Laccases (EC 1.10.3.2) are a multigenic family of multicopper oxidase found in bacteria, fungi and plants (Reiss et al., 2013, Ben Ali et al., 2020). Fungal laccases are dimeric or tetrameric glycoproteins with four copper atoms in the catalytic domain per monomer. Laccases have a wide range of substrates that can serve industrial purposes and biological waste disposal processes. An important feature that distinguishes laccases from other lignolytic enzymes is that they do not need the addition of cofactors for their activity. The fact that these enzymes are usually secreted naturally and are highly stable outside the cell provide them an important advantage in environmental applications (Yoshitake et al., 1993, Ben Ali et al., 2020).

The production of laccases from new sources is very important industrially and one of these sources could be the marine environments. The fungi from marine sources that colonize mangrove leaves, ramages, weeds and pieces of wood can produce lignin degrading enzymes (Pointing and Hyde, 2000, Bucher et al., 2004). The fungi in marine systems are expected to adapt to growth under saline (10–34 ppt salinity) and alkaline conditions because the pH of the seawater is in the range of 7.5–8.2. The textile, paper, cellulose factories and molasses-using factories are industries that produce lignin-derived compounds as waste. Laccase producing marine-derived fungi are used for bioremediation applications of these wastes. The content of these wastes is alkaline and highly salty. The marine-derived fungi have adapted to salty and alkaline conditions due to their habitats. For this reason, the potential of facultative or obligate marine-origin fungi of these waste removal studies is high (Raghukumar et al., 2008).

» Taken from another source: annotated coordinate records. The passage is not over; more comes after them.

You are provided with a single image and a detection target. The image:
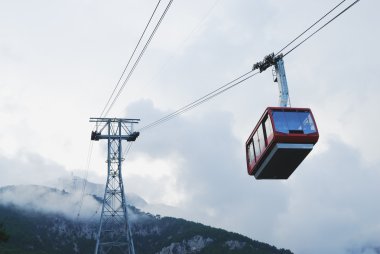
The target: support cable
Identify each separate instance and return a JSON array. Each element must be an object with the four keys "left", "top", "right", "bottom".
[
  {"left": 284, "top": 0, "right": 360, "bottom": 57},
  {"left": 100, "top": 0, "right": 161, "bottom": 117},
  {"left": 139, "top": 71, "right": 260, "bottom": 131},
  {"left": 275, "top": 0, "right": 346, "bottom": 56},
  {"left": 139, "top": 0, "right": 360, "bottom": 131},
  {"left": 104, "top": 0, "right": 173, "bottom": 116}
]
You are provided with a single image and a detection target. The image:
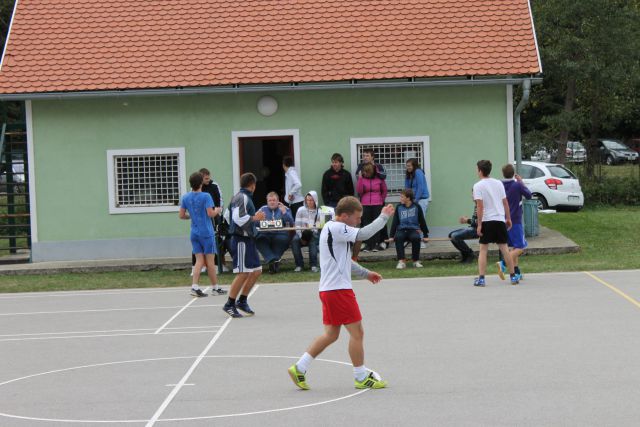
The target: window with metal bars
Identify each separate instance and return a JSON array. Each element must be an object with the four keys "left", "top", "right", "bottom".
[
  {"left": 351, "top": 137, "right": 430, "bottom": 195},
  {"left": 108, "top": 149, "right": 184, "bottom": 213}
]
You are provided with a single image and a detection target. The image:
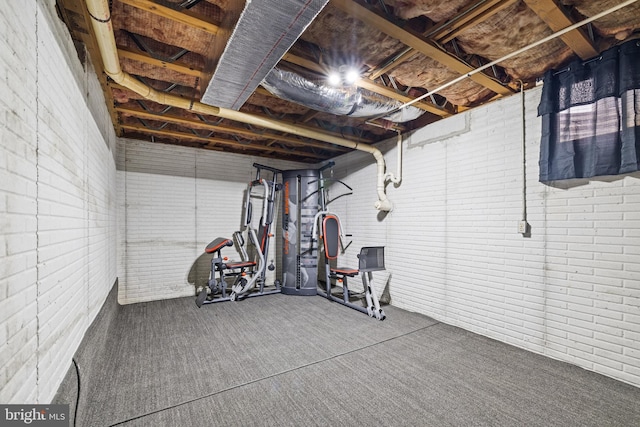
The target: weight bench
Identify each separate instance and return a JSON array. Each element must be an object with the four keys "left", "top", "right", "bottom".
[{"left": 318, "top": 213, "right": 386, "bottom": 320}]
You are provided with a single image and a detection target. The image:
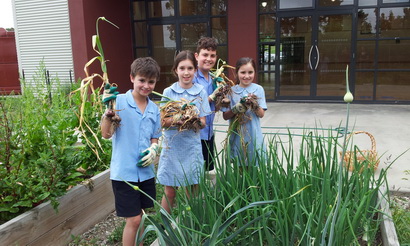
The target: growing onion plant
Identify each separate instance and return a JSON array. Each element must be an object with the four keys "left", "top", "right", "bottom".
[{"left": 130, "top": 64, "right": 387, "bottom": 245}]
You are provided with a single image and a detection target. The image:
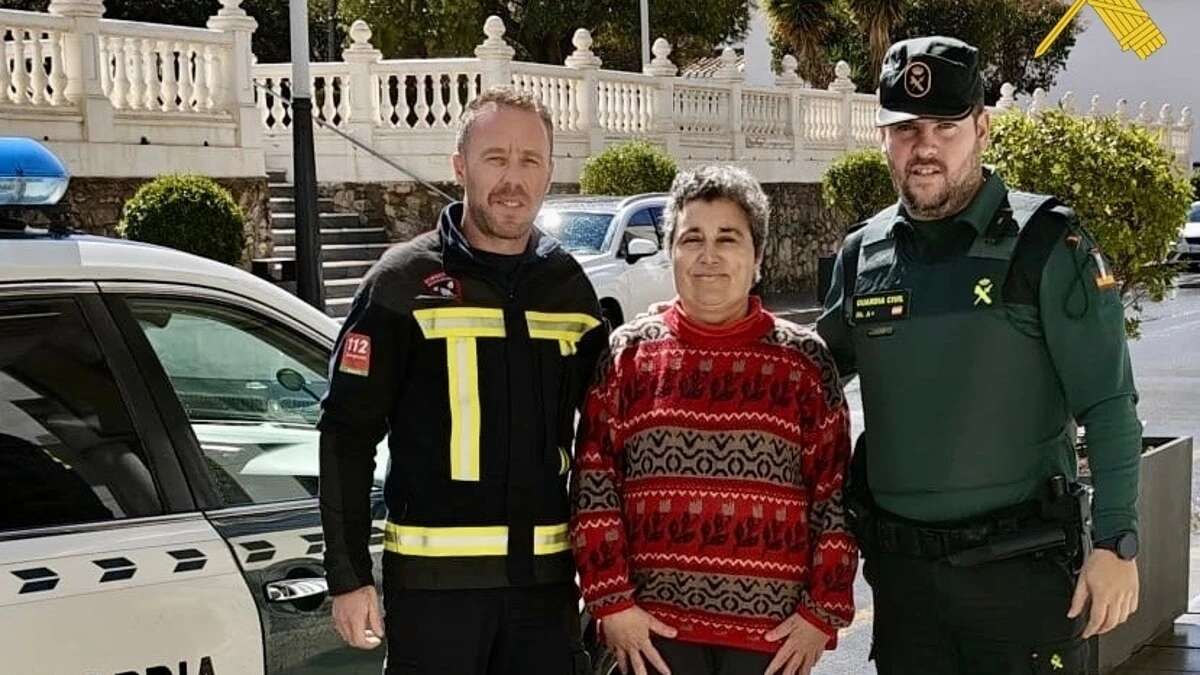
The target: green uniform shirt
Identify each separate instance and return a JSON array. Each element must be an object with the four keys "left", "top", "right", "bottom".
[{"left": 817, "top": 172, "right": 1141, "bottom": 539}]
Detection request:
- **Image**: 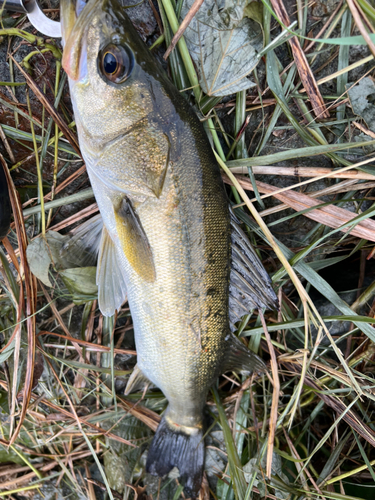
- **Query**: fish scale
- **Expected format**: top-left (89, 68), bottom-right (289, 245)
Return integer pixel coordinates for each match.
top-left (61, 0), bottom-right (277, 498)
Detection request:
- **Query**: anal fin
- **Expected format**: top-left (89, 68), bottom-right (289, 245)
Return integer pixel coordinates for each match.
top-left (223, 334), bottom-right (266, 373)
top-left (96, 227), bottom-right (126, 316)
top-left (125, 365), bottom-right (151, 396)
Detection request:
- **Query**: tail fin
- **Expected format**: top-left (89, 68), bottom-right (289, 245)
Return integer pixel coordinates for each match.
top-left (146, 417), bottom-right (204, 499)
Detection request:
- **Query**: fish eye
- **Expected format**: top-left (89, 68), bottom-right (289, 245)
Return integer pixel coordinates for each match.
top-left (98, 44), bottom-right (134, 83)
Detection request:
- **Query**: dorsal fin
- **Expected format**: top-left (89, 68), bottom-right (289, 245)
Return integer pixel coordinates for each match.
top-left (229, 209), bottom-right (279, 331)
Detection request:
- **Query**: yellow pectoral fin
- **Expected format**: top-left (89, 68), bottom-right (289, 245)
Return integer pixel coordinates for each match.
top-left (115, 198), bottom-right (155, 283)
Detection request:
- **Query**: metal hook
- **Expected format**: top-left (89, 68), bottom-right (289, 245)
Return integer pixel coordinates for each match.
top-left (5, 0), bottom-right (61, 38)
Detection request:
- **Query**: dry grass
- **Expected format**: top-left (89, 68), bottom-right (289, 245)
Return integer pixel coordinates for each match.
top-left (0, 0), bottom-right (375, 500)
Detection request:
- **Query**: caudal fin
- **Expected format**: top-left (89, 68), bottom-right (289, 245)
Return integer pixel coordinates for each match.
top-left (146, 417), bottom-right (204, 498)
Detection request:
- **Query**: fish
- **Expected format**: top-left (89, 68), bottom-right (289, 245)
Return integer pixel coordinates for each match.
top-left (0, 162), bottom-right (11, 241)
top-left (61, 0), bottom-right (278, 498)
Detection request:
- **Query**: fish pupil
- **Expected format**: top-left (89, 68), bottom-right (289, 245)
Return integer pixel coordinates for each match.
top-left (103, 52), bottom-right (118, 75)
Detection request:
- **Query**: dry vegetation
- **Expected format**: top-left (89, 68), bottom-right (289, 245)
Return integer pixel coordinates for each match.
top-left (0, 0), bottom-right (375, 500)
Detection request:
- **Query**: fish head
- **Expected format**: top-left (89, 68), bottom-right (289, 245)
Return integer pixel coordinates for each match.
top-left (61, 0), bottom-right (164, 156)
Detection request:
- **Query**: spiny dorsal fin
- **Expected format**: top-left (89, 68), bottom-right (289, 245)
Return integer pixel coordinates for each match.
top-left (96, 227), bottom-right (126, 316)
top-left (229, 209), bottom-right (279, 332)
top-left (114, 198), bottom-right (155, 283)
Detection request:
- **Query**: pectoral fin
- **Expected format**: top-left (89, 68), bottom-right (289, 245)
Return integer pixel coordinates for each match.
top-left (229, 210), bottom-right (279, 332)
top-left (60, 214), bottom-right (103, 267)
top-left (223, 334), bottom-right (266, 373)
top-left (115, 198), bottom-right (155, 283)
top-left (96, 227), bottom-right (126, 316)
top-left (125, 365), bottom-right (151, 396)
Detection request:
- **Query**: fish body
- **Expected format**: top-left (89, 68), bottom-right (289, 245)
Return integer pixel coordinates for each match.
top-left (61, 0), bottom-right (280, 497)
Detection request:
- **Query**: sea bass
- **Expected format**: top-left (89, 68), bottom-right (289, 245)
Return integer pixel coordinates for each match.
top-left (61, 0), bottom-right (277, 498)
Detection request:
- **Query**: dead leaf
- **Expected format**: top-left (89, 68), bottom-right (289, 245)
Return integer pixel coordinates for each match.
top-left (60, 267), bottom-right (98, 305)
top-left (346, 77), bottom-right (375, 132)
top-left (181, 0), bottom-right (263, 96)
top-left (26, 236), bottom-right (52, 286)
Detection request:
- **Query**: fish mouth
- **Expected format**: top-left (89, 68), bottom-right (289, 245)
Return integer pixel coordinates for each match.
top-left (60, 0), bottom-right (107, 80)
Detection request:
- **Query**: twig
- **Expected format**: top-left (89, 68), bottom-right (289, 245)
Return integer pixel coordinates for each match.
top-left (164, 0), bottom-right (204, 60)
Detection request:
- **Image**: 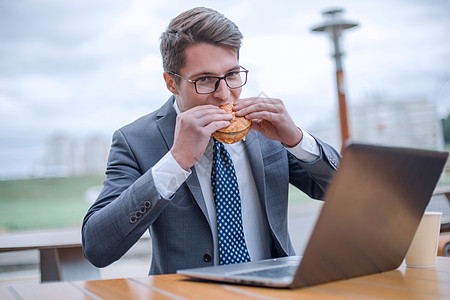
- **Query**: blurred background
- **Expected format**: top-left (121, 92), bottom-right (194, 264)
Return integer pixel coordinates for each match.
top-left (0, 0), bottom-right (450, 282)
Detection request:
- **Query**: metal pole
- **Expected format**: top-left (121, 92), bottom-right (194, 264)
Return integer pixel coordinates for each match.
top-left (312, 9), bottom-right (358, 153)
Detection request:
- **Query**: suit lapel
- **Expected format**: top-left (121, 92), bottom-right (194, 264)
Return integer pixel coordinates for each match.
top-left (156, 96), bottom-right (209, 223)
top-left (244, 130), bottom-right (266, 212)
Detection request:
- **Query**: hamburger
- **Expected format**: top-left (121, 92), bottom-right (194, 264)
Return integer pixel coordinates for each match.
top-left (212, 103), bottom-right (252, 144)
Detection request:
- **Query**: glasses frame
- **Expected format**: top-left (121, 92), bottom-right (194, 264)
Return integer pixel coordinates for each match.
top-left (167, 66), bottom-right (248, 95)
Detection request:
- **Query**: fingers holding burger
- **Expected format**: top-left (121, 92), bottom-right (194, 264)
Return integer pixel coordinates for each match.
top-left (212, 103), bottom-right (252, 144)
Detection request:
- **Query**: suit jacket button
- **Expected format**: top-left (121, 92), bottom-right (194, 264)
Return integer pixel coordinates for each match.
top-left (203, 253), bottom-right (212, 262)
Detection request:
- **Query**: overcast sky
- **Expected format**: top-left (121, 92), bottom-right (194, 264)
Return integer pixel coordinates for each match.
top-left (0, 0), bottom-right (450, 179)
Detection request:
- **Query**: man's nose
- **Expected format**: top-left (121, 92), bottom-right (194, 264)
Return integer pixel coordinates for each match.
top-left (213, 79), bottom-right (230, 101)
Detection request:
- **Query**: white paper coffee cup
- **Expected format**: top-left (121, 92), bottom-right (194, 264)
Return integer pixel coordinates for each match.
top-left (405, 212), bottom-right (442, 267)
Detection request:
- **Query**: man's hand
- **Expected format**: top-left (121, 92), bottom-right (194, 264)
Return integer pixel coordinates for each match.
top-left (234, 97), bottom-right (303, 147)
top-left (170, 105), bottom-right (233, 170)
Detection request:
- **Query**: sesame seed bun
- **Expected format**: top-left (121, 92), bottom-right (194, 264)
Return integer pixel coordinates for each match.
top-left (212, 103), bottom-right (252, 144)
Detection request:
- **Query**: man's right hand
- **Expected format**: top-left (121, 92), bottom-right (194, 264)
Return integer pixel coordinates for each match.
top-left (170, 105), bottom-right (233, 171)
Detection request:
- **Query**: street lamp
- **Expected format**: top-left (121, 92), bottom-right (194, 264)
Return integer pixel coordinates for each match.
top-left (311, 8), bottom-right (358, 152)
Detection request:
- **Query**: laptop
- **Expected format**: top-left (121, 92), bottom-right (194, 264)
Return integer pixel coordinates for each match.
top-left (177, 143), bottom-right (448, 288)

In this study, a new isolation method of laccase producing fungi from two different aquatic environments such as lagoon and marine water was applied. Then, laccase production in saline and alkaline conditions by marine origin fungi, which are not frequently detected in these environments; was investigated by different media, indicator compounds and decolorization of Remazol Brilliant Blue R dye. In addition, decolorization rates of dyes belonging to different chemical classes were examined without using mediators.